I must emphasize: I DID NOT put these frogs together. I thought I was buying a bioactive viv with one Auratus in it. And then all of a sudden, there’s a froglet in my tank from a totally different genus that seemingly spontaneously generated!


----------



## Scott (Feb 17, 2004)

Take a look at pictures of "Afrixalus" type frogs (African Reed Frogs). Search on the term Afrixalus and your frog shows up as one of the first images.


----------



## Socratic Monologue (Apr 7, 2018)

I'd personally relax and leave them together until you figure out what's the best long term plan. Any damage that will be done has been done.

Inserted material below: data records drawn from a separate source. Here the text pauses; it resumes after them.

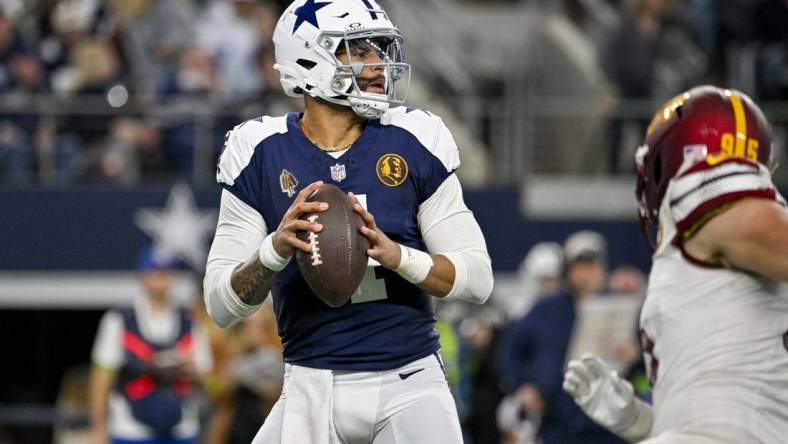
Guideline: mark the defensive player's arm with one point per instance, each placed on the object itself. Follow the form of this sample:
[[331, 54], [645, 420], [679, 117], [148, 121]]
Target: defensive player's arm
[[750, 234], [243, 261], [460, 267]]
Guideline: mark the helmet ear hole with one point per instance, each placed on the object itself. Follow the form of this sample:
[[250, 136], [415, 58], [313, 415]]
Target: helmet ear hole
[[306, 64]]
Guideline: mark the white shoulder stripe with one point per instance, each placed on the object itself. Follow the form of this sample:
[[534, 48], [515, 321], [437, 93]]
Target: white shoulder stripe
[[241, 142], [690, 192], [430, 131]]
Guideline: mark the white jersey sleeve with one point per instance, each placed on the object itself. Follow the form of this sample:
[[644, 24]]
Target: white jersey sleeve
[[449, 228], [431, 132], [239, 233]]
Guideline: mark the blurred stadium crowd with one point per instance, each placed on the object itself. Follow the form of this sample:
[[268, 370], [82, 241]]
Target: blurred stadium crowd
[[111, 91]]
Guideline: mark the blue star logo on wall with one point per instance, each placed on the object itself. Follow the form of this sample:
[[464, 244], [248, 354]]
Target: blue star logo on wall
[[308, 13], [179, 229]]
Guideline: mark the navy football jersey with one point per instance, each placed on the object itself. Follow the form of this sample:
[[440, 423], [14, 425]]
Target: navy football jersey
[[396, 164]]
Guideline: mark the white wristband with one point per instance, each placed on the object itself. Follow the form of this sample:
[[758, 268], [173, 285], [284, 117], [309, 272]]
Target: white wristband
[[269, 257], [414, 265]]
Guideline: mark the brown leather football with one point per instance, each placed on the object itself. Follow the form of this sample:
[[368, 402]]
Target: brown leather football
[[338, 261]]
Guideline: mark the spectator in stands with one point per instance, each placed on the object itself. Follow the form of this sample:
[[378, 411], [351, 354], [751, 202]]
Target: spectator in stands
[[153, 35], [231, 33], [147, 360], [650, 55], [627, 280], [536, 347], [248, 378], [93, 143], [21, 75], [540, 274], [64, 26], [193, 86]]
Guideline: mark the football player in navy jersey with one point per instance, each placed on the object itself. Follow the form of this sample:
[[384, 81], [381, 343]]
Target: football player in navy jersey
[[369, 371]]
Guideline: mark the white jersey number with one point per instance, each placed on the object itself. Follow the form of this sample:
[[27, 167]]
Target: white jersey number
[[372, 287]]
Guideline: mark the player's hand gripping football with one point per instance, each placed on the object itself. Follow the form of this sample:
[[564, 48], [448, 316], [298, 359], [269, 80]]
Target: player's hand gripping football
[[606, 398], [285, 241], [382, 249]]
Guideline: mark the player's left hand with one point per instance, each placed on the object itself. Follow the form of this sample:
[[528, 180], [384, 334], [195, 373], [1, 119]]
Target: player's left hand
[[383, 249]]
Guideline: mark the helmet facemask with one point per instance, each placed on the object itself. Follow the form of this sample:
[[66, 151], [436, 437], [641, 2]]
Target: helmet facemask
[[369, 60]]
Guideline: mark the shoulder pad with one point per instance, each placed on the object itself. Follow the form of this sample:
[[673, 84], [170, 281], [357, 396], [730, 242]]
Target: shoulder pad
[[430, 131]]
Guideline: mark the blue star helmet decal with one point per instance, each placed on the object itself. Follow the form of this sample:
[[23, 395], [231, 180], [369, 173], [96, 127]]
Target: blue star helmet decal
[[308, 13]]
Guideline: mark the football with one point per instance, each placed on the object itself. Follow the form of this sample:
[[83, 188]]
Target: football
[[338, 261]]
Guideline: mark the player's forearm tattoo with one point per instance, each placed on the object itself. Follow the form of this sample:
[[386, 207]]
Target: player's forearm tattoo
[[252, 281]]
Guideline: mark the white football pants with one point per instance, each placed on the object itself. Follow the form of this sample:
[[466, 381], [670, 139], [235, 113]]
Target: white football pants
[[411, 404]]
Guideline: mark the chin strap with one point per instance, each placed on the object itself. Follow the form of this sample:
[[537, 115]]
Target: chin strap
[[645, 229]]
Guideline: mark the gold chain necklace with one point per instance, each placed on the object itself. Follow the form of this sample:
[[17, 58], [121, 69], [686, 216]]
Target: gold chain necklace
[[328, 149]]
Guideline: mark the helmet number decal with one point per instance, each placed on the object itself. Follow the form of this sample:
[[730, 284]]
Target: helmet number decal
[[738, 145], [729, 149]]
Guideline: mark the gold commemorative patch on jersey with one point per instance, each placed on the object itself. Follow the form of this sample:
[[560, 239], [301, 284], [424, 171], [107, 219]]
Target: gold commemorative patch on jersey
[[392, 169], [287, 182]]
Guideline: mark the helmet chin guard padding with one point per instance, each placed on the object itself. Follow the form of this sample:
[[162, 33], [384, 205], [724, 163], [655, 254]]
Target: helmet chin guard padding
[[311, 34]]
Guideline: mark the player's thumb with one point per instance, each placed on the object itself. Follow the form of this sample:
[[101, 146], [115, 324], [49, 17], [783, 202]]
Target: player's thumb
[[596, 367]]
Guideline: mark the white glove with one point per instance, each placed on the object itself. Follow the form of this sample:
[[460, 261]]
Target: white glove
[[606, 398]]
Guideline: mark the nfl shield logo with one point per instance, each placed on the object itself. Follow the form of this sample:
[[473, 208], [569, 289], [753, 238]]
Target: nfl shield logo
[[338, 173]]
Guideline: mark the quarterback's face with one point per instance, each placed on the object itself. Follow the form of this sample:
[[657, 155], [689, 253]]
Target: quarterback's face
[[371, 79]]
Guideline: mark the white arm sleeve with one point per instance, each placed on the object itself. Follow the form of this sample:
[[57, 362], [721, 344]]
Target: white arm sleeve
[[449, 229], [239, 234]]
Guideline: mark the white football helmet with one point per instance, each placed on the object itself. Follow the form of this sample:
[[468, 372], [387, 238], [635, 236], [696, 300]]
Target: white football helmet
[[307, 39]]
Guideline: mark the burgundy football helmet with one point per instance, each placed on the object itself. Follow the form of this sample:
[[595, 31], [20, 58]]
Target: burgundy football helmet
[[706, 124]]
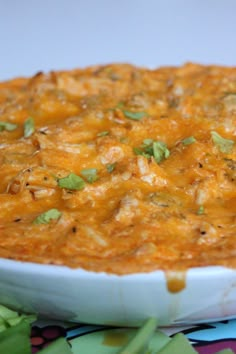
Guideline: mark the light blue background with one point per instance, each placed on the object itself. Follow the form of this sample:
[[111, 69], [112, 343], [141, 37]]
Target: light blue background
[[63, 34]]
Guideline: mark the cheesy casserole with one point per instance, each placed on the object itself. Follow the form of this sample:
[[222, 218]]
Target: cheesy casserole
[[120, 169]]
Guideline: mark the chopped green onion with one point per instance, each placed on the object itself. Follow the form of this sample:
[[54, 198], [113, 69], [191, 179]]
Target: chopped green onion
[[142, 337], [224, 145], [149, 148], [110, 167], [179, 344], [59, 345], [29, 127], [90, 174], [7, 126], [188, 141], [134, 115], [47, 216], [201, 210], [72, 181], [104, 133]]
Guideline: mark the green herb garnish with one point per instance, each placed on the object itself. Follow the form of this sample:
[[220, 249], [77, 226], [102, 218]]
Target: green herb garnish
[[149, 148], [134, 115], [29, 127], [59, 345], [7, 126], [224, 145], [188, 141], [201, 210], [47, 216], [72, 181], [179, 344], [90, 174], [110, 167], [142, 337]]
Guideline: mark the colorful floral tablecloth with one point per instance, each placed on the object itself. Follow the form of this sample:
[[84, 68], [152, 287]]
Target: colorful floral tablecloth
[[84, 339]]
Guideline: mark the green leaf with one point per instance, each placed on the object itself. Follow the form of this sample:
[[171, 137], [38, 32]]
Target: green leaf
[[224, 145], [160, 151], [141, 339], [149, 148], [134, 115], [188, 141], [47, 216], [72, 181], [16, 339], [90, 174], [7, 126], [110, 167], [59, 345], [179, 344], [104, 133], [29, 127]]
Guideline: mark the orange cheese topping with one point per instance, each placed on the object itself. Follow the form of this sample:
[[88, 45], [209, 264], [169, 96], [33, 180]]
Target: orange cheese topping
[[122, 170]]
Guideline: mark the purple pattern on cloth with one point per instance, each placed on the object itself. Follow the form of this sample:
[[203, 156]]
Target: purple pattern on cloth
[[213, 347]]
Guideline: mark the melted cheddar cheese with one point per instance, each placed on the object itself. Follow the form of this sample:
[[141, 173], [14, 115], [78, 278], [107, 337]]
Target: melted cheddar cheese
[[120, 169]]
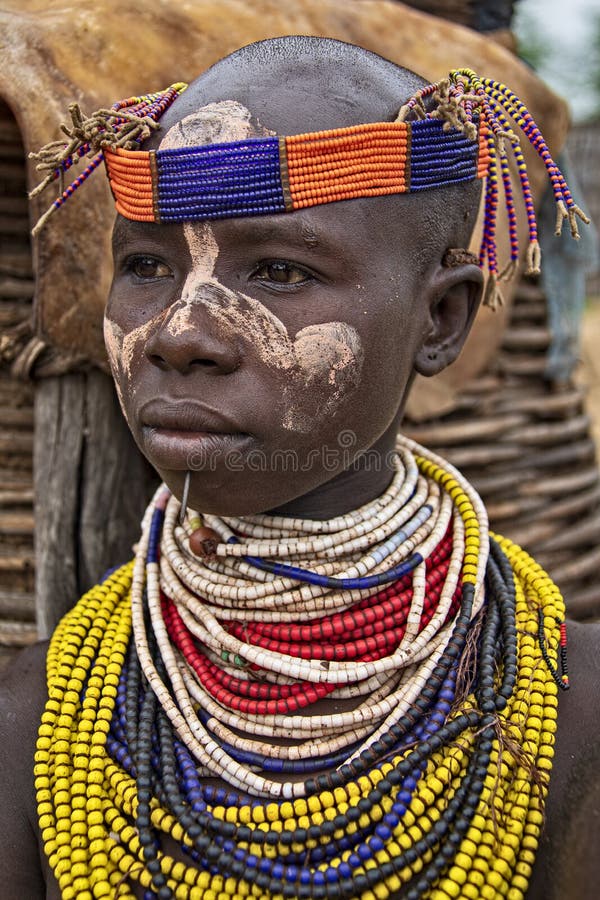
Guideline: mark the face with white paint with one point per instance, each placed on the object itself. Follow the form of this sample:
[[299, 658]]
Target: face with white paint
[[267, 355]]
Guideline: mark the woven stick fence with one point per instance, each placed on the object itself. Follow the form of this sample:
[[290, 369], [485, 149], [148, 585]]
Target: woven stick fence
[[525, 444]]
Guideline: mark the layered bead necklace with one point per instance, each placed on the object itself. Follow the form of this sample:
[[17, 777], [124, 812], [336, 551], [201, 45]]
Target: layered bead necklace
[[182, 696]]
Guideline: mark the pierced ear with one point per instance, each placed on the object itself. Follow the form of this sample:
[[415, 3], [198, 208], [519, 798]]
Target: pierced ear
[[454, 298]]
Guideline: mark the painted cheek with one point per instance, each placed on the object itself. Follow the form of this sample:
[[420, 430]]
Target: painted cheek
[[328, 363]]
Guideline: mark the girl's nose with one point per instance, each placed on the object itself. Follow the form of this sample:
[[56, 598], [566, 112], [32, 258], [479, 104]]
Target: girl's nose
[[190, 335]]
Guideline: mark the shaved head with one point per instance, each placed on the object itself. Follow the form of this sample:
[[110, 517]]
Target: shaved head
[[296, 84]]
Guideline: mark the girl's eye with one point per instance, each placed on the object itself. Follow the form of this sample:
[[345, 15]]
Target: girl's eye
[[148, 267], [282, 272]]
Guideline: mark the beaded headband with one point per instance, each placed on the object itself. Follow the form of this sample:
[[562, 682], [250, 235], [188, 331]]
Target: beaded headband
[[463, 136]]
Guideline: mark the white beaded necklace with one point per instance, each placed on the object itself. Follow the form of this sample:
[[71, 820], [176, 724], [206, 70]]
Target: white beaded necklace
[[412, 516]]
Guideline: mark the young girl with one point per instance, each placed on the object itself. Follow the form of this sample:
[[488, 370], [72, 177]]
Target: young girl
[[321, 676]]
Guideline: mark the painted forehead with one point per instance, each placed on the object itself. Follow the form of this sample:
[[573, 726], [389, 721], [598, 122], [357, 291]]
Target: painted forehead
[[216, 123]]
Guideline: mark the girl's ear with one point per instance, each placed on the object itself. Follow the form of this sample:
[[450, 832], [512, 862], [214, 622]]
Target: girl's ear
[[454, 297]]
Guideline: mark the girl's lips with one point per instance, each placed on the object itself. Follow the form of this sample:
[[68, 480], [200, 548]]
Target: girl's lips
[[185, 416], [176, 448]]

This situation is an interesting example of why the too-common claim "it is OK to mix my own frogs since I'll just keep them labeled and inform future owners and if they crossbreed I'll keep the offspring forever" and whatever other naive stuff people trot out on this subject gets called out so harshly. Sorry you're a victim of someone else's bad husbandry, ArtTeacher.


----------



## ArtTeacherFrogger (12 mo ago)

I do believe you are right, it is a brown banana frog. I’m just shocked it managed to go unobserved for 6 months, though it is less than 3/4 in, very very small. I will talk to the store I got it from and see if they are interested in buying it from me, as I’m not really interested in keeping that type of frog. I’m certainly not going to house it in my custom 40 gallon tank. There seems to be almost no information on husbandry, anyone have any advice?


----------